Solving the equation of the curve $y = 2x - x^2$ and the equation of the line $y = - x$ $\;$ simultaneously gives the points of intersection of the two as $\left(0,0\right)$ and $\left(3,-3\right)$
The curve $y = 2x - x^2$ cuts the X axis at the point $\left(2,0\right)$ in the first quadrant.

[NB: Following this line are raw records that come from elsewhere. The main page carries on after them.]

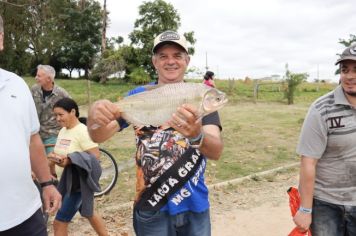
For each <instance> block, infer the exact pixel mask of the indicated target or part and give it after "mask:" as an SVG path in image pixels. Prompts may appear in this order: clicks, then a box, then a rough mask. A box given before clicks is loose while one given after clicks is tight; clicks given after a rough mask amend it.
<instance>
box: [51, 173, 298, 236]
mask: <svg viewBox="0 0 356 236" xmlns="http://www.w3.org/2000/svg"><path fill="white" fill-rule="evenodd" d="M297 183H298V180H297V170H296V169H292V170H288V171H284V172H278V173H277V174H273V175H270V176H268V177H265V178H258V177H256V178H255V180H249V181H245V182H243V183H241V184H238V185H233V186H227V187H224V188H219V189H212V190H210V201H211V218H212V235H213V236H236V235H238V236H239V235H243V236H245V235H248V236H261V235H263V236H285V235H287V234H288V233H289V232H290V231H291V230H292V228H293V222H292V219H291V216H290V210H289V206H288V196H287V194H286V190H287V189H288V188H289V187H290V186H296V185H297ZM98 205H100V203H99V204H98ZM99 211H100V214H101V215H102V216H104V220H105V222H106V225H107V227H108V230H109V233H110V235H113V236H114V235H115V236H119V235H122V236H131V235H134V233H133V230H132V226H131V225H132V218H131V209H129V207H122V206H121V207H118V206H112V207H106V208H103V209H101V210H99ZM70 232H71V233H70V235H73V236H80V235H96V234H95V233H94V232H93V230H92V228H91V227H90V225H89V223H88V222H87V221H86V220H84V219H83V218H80V217H76V218H75V219H74V222H73V223H72V224H71V225H70ZM50 235H53V233H52V232H50Z"/></svg>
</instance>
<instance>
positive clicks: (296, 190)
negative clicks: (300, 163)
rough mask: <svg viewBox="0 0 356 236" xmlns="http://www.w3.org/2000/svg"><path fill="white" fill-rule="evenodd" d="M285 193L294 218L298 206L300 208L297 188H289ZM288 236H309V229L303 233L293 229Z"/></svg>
mask: <svg viewBox="0 0 356 236" xmlns="http://www.w3.org/2000/svg"><path fill="white" fill-rule="evenodd" d="M287 193H288V195H289V207H290V211H291V213H292V216H293V217H294V216H295V214H296V213H297V211H298V209H299V206H300V195H299V192H298V189H297V188H294V187H290V188H289V189H288V190H287ZM288 236H311V232H310V229H309V230H308V231H306V232H304V233H301V232H300V231H299V230H298V229H297V227H295V228H294V229H293V230H292V231H291V232H290V233H289V234H288Z"/></svg>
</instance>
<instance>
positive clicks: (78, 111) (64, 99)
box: [53, 98, 79, 117]
mask: <svg viewBox="0 0 356 236" xmlns="http://www.w3.org/2000/svg"><path fill="white" fill-rule="evenodd" d="M56 107H59V108H62V109H63V110H66V111H67V112H71V111H72V110H73V109H74V110H75V116H76V117H79V108H78V105H77V103H76V102H75V101H74V100H73V99H71V98H62V99H61V100H58V101H57V102H56V103H55V104H54V106H53V109H54V108H56Z"/></svg>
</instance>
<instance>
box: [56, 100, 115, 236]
mask: <svg viewBox="0 0 356 236" xmlns="http://www.w3.org/2000/svg"><path fill="white" fill-rule="evenodd" d="M53 110H54V114H55V116H56V118H57V121H58V123H59V124H60V126H61V127H62V129H61V130H60V131H59V134H58V138H57V143H56V145H55V147H54V152H52V153H50V154H49V159H50V160H51V159H52V160H53V159H56V163H57V164H58V165H59V166H61V167H64V170H63V173H62V176H61V179H60V182H59V185H58V190H59V191H60V193H61V194H62V196H63V204H62V207H61V208H60V209H59V211H58V213H57V215H56V218H55V220H54V223H53V227H54V235H60V236H61V235H68V225H69V223H70V221H71V220H72V218H73V217H74V215H75V214H76V213H77V211H79V212H80V214H81V215H82V216H83V217H86V218H87V219H88V220H89V222H90V224H91V225H92V227H93V228H94V230H95V231H96V233H97V234H98V235H100V236H105V235H108V232H107V231H106V227H105V223H104V221H103V219H102V218H101V217H100V216H99V215H98V214H97V213H96V212H95V211H94V191H99V190H100V188H99V183H98V180H99V177H100V174H101V167H100V164H99V162H98V159H99V157H100V152H99V147H98V144H96V143H94V142H93V141H92V140H91V139H90V137H89V134H88V130H87V127H86V126H85V125H84V124H82V123H80V122H79V120H78V117H79V109H78V105H77V103H76V102H75V101H74V100H73V99H70V98H63V99H61V100H59V101H57V102H56V103H55V104H54V106H53Z"/></svg>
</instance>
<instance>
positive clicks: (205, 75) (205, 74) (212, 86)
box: [203, 71, 215, 88]
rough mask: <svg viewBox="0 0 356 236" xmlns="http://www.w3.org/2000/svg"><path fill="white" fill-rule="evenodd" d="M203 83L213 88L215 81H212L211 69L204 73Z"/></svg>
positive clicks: (211, 73)
mask: <svg viewBox="0 0 356 236" xmlns="http://www.w3.org/2000/svg"><path fill="white" fill-rule="evenodd" d="M203 83H204V84H206V85H208V86H210V87H213V88H215V82H214V72H212V71H207V72H206V73H205V75H204V81H203Z"/></svg>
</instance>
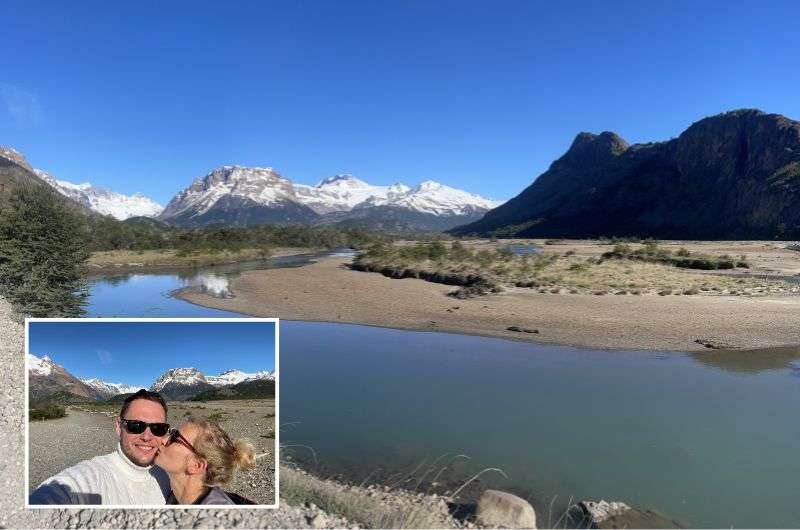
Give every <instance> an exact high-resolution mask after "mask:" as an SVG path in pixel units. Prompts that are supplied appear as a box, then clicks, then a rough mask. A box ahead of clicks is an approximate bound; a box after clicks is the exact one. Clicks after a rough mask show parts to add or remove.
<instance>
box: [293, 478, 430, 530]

Let the area enclosed by the curve $y = 2x - x^2$ and the X axis in the first quadrant $= A_1 = \left|I_1\right|$ where
$\begin{aligned}
I_1 & = \int \limits_{0}^{2} y \; dx \\\\
& = \int \limits_{0}^{2} \left(2x - x^2\right) \; dx \\\\
& = 2 \times \left[\dfrac{x^2}{2}\right]_{0}^{2} - \left[\dfrac{x^3}{3}\right]_{0}^{2} \\\\
& = 4 - \dfrac{8}{3} = \dfrac{4}{3}
\end{aligned}$
$\therefore$ $\;$ $A_1 = \left|I_1\right| = \dfrac{4}{3}$ sq units $\;\;\; \cdots \; (1)$
Let the area enclosed by the line $y = -x$, the X axis and the line $x = 3$ be $A_2 = \left|I_2\right|$ where
$\begin{aligned}
I_2 & = \int \limits_{0}^{3} y \; dx \\\\
& = \int \limits_{0}^{3} -x \; dx \\\\
& = \left[\dfrac{- x^2}{2}\right]_{0}^{3} = \dfrac{-9}{2}
\end{aligned}$
$\therefore$ $\;$ $A_2 = \left|I_2\right| = \dfrac{9}{2}$ sq units $\;\;\; \cdots \; (2)$
Let the area enclosed by the curve $y = 2x - x^2$, the X axis and the line $x = 3$ be $A_3 = \left|I_3\right|$ where
$\begin{aligned}
I_3 & = \int \limits_{2}^{3} y \; dx \\\\
& = \int \limits_{2}^{3} \left(2x - x^2\right) \; dx \\\\
& = 2 \times \left[\dfrac{x^2}{2}\right]_{2}^{3} - \left[\dfrac{x^3}{3}\right]_{2}^{3} \\\\
& = 9 - 4 - \dfrac{1}{3} \left(27 - 8\right) = \dfrac{-4}{3}
\end{aligned}$
$\therefore$ $\;$ $A_3 = \left|I_3\right| = \dfrac{4}{3}$ sq units $\;\;\; \cdots \; (3)$
$\therefore$ $\;$ Area of the region bounded by the curve $y = 2x - x^2$ and the line $y = -x$ $\;$ (shaded region) is
$\begin{aligned}
A & = A_1 + A_2 - A_3 \\\\
& = \dfrac{4}{3} + \dfrac{9}{2} - \dfrac{4}{3} \hspace{3em} \left[\text{From equations } (1), (2) \text{ and } (3)\right] \\\\
& = \dfrac{9}{2} \; \text{sq units}
\end{aligned}$